I dati presentati e gli aggiornamenti sulle possibilità di trasmissione di questa malattia confermano quanto IHP asserisce da tempo circa il bassissimo rischio rappresentato dall’AIE ed in particolare dai cavalli portatori sani.

Secondo l’IZS, nel periodo di sorveglianza 2007/2011, su 1.080.043 cavalli esaminati, 1.479 sono risultati positivi, cioè lo 0,14%. Maggiore la proporzione dei positivi fra i muli (736/12.000). Modeste invece le prevalenze negli asini, tra i quali sono stati accertati solo 35 casi.
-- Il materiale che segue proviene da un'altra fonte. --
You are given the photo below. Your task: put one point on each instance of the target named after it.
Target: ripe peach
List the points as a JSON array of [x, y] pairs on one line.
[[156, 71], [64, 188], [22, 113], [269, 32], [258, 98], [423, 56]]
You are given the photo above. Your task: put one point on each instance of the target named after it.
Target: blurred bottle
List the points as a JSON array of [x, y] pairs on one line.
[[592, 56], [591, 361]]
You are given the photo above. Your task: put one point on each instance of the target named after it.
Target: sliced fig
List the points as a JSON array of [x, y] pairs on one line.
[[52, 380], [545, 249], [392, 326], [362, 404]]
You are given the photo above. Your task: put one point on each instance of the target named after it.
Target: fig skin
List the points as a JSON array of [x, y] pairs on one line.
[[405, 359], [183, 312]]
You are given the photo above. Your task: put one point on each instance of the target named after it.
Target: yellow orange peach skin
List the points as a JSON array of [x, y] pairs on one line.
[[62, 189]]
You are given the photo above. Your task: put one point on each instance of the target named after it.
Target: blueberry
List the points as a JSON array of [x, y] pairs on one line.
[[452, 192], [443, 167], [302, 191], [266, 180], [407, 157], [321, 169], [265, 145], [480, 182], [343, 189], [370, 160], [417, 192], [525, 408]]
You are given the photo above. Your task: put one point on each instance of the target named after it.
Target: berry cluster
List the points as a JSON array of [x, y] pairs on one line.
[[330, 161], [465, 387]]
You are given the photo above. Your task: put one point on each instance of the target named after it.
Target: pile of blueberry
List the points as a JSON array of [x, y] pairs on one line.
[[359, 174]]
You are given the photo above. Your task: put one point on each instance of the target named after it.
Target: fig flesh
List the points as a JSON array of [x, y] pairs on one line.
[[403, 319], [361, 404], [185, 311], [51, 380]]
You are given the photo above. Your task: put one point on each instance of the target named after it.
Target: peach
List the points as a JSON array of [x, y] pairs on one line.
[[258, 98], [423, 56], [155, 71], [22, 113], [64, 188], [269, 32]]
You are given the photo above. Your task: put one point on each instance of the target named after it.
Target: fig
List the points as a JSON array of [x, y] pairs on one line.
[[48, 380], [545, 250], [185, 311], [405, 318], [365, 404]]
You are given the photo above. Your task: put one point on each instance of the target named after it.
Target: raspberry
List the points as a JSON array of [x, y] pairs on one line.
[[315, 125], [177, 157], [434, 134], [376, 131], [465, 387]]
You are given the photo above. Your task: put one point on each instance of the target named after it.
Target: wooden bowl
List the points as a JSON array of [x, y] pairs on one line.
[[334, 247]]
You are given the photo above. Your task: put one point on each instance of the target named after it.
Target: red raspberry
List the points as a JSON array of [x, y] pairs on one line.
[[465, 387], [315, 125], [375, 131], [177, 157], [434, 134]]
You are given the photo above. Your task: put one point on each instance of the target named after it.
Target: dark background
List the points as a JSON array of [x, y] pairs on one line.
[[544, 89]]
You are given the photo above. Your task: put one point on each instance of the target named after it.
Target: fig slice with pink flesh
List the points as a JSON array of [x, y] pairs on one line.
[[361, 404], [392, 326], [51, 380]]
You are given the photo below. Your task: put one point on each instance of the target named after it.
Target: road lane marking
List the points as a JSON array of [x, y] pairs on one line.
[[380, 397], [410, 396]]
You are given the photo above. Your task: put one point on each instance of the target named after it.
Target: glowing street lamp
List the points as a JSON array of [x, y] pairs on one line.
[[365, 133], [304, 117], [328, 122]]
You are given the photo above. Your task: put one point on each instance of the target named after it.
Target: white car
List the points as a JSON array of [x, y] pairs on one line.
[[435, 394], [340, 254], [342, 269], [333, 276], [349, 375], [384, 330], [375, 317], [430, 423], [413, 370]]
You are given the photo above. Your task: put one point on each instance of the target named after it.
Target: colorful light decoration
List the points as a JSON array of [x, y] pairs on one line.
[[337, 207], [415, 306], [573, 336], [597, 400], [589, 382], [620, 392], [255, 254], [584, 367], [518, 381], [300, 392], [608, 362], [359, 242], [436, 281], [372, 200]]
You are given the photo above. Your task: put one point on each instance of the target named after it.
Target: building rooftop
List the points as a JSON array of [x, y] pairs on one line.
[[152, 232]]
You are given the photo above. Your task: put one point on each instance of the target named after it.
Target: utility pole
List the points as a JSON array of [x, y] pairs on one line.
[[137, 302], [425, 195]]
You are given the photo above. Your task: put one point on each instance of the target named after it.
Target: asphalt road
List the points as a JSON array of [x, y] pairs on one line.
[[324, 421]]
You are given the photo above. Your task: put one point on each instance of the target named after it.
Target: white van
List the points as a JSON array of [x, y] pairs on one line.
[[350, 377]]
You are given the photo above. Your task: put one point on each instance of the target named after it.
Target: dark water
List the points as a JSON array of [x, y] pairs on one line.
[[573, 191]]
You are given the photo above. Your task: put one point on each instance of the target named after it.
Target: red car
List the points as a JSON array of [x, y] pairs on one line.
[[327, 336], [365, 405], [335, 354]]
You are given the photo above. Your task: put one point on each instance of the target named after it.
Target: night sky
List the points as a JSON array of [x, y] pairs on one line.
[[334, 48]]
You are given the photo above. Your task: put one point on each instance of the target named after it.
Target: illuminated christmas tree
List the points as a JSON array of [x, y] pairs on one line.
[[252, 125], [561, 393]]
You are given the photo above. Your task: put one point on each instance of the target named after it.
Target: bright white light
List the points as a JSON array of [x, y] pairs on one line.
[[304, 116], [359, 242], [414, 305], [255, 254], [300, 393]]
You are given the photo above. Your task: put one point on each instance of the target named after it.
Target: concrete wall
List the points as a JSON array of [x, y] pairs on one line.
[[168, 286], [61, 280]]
Percentuali bassissime dunque, soprattutto tra i cavalli e gli asini. Ma il dato che più salta all’occhio è che in tutti questi anni, all’osservatorio epidemiologico del Centro di Referenza per l’Anemia Infettiva, non sono stati documentati casi di malattia conclamata, secondo quanto riportato dal Dott. Marcello Sala: si parla solo di cavali risultati positivi al test anticorpale, nei quali la viremia è “generalmente insufficiente a contagiare altri equini” (come affermato dall’ANMVI in precedenti comunicati).

Non solo: dal convegno è venuto fuori un interessante chiarimento sulle modalità di trasmissione, risultando che il vero rischio è rappresentato da improprie gestioni di strumenti veterinari, quali siringhe, aghi o attrezzi chirurgici.

Secondo il Dott. Issel, infatti, parlare di contagio attraverso gli insetti è qualcosa che rimane poco più che nel campo della teoria: un tafano che, per ipotesi, succhi sangue da un cavallo sieropositivo, manterrà nel proprio apparato buccale una quantità infinitesimale di sangue, insufficiente a infettare un soggetto sano (sempre nell’ipotesi che il tafano si sposti dal primo al secondo cavallo). In ogni caso, nella “bocca” del tafano, il virus si estingue in un tempo brevissimo: tutto ciò rende assai poco probabile l’ipotesi di contagio attraverso insetti vettori.

Dunque è forse più corretto e sensato dire che il vero fattore di rischio non è l’insetto, ma bensì l’uomo: il contenuto residuo di sangue in un ago appena usato, al contrario della bocca del tafano, è sì in grado di infettare un altro cavallo.

Da tutti questi elementi traiamo le nostre considerazioni e poniamo con maggior forza le domande che facciamo da tempo: visto che la percentuale di sieropositivi (asintomatici) è oggettivamente bassa, visto che non risultano casi di malattia conclamata e visto che in realtà la vera potenziale fonte di contagio è la mano dell’uomo, ha senso mantenere l’attuale costoso piano di controllo nazionale? Perché non limitarlo ai soli cavalli che si spostano per gare o manifestazioni di qualsiasi tipo e che vanno a creare le cosiddette “concentrazioni di equidi”? O, ancora meglio, perché non ribaltare l’attuale situazione ed fare i test a tutti i cavalli destinati alla macellazione, così da avere dei dati statistici e geografici più precisi, oltre che economizzare sui costi? Infine, perché non revocare il sequestro sanitario ai cavalli che non vengono movimentati, consentendo al proprietario di far convivere cavalli positivi e negativi in condizioni etologicamente corrette?

Giriamo queste domande al Ministero della Salute, rendendoci disponibili a un eventuale confronto.